Robinhood, the retail trading platform at the center of GameStop's meme stock fiasco, has been penalized $70 million by the Financial Industry Regulatory Authority, albeit for reasons unrelated to GameStop; FINRA has ordered Robinhood's owners to pay "systematic 57 million in fines and ordered to pay $12.6 million plus interest for what it called "failure to supervise and material injury.

Robinhood's trading app profited from the growing popularity of retail day trading during the Covid-19 craze and the associated rise of "meme stock" trading organized by speculator communities like the WallStreetBets subreddit.
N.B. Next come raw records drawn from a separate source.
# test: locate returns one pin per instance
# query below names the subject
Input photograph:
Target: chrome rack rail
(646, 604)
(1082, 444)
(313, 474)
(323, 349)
Between last March and the present, the number of users grew from 13 million to 31 million.

FINRA's press release explained that the fine is the largest leverage in its history, and that the size of the fine and restitution will be "significant for the millions of customers who received false or misleading information from the firm, the millions of customers affected by the firm's system outage in March 2020, and the millions of customers extensive and material harm suffered by customers," including "thousands of customers for whom the company approved trades despite the fact that it was not appropriate for them to trade options."

The company explained that the company's decision to take the refund was the result of its consideration of the "extensive and material harm suffered by customers.

Among those who received "false or misleading information" from Robin Hood was Alex Kearns, who began day trading as a hobby during the lockdown. Kearns killed himself after incorrectly reading that his account had a negative balance of $730,165. In reality, there was a positive balance of $16,000.

Robinhood subsequently published a blog post about "holding ourselves accountable to our customers" and expanding customer support and communication to include "indications of buying power, cash balances (including negative cash balances), historical performance figures, and debit spread transactions and to modify communications with customers regarding the risk of loss in debit spread transactions."

The FINRA statement also detailed Robinhood's use of bots to approve new accounts, resulting in a "series of outages and significant system failures."